The animosity was for the most part verbal until a thrown bottle prompted police to fire smoke bombs at the crowd shortly before 9 p.m.

When police then ordered demonstrators to evacuate the area or face arrest the protesters responded that “we are not going anywhere.”

Police a short time later chased protesters into nearby neighborhoods after dispersing the crowd for the third straight night with tear gas grenades.

On Wednesday police also used piercing sound devices to scatter the crowd.

As they have since Saturday, demonstrators throughout the evening taunted and threatened police.

“If I’m going to go, I’m taking one of you with me,” warned one demonstrator.

Another shouted, “We’re not dogs, so what the hell you’ve got those whipping sticks for?
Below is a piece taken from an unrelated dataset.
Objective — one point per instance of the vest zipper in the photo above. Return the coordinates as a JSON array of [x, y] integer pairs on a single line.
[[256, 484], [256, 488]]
Because you want to whip us like dogs.”

A county police tactical operations armored vehicle was deployed at the demonstration site for most of the night.

Protected by body armor, police sat atop the vehicle methodically fitting high-caliber automatic weapons into tripods, which were then trained on the crowd.

“You are being ordered to leave now!” police announced frequently through a public address system. “If you don’t leave peacefully there will be arrests.”

The crowd ignored the demand until the tear gas was fired.

As of mid-evening there were no reports of gunfire.

Prosecutors filed felony charges Wednesday against a man shot by police in a confrontation earlier in the day near the scene of the protests.

Esrail Britton, 19, was charged with second-degree assault on a law enforcement officer and armed criminal action. He remained hospitalized, and earlier in the day was reported to be in critical condition.

Officials said they have two addresses for Britton, both of them vacant dwellings in the St. Louis area.

The shooting occurred about 1 a.m. at West Florissant Avenue and Chambers Road, in unincorporated St. Louis County, as county police responded to a report of four of five men with masks and shotguns in an area where shots were heard.

Wesley Lowery, a reporter with The Washington Post, was arrested Wednesday evening along with Ryan Reilly of The Huffington Post, according to a Twitter post by Lowery.

He wrote that police came into the McDonald’s on West Florissant Road where the two were working, and tried “to kick everyone out.”

“Officers decided we weren’t leaving McDonald’s quickly enough, shouldn’t have been taping them,” he tweeted.

“Officers slammed me into a fountain soda machine because I was confused about which door they were asking me to walk out of,” he wrote.

He said that he was detained, booked, “given answers to no questions. Then just let out.”

Reilly tweeted that a SWAT team invaded the McDonald’s where he was working and recharging his phone, and asked for identification when he took a photo. They tried to kick everyone out, he wrote. He wrote that he was “assaulted” by an officer.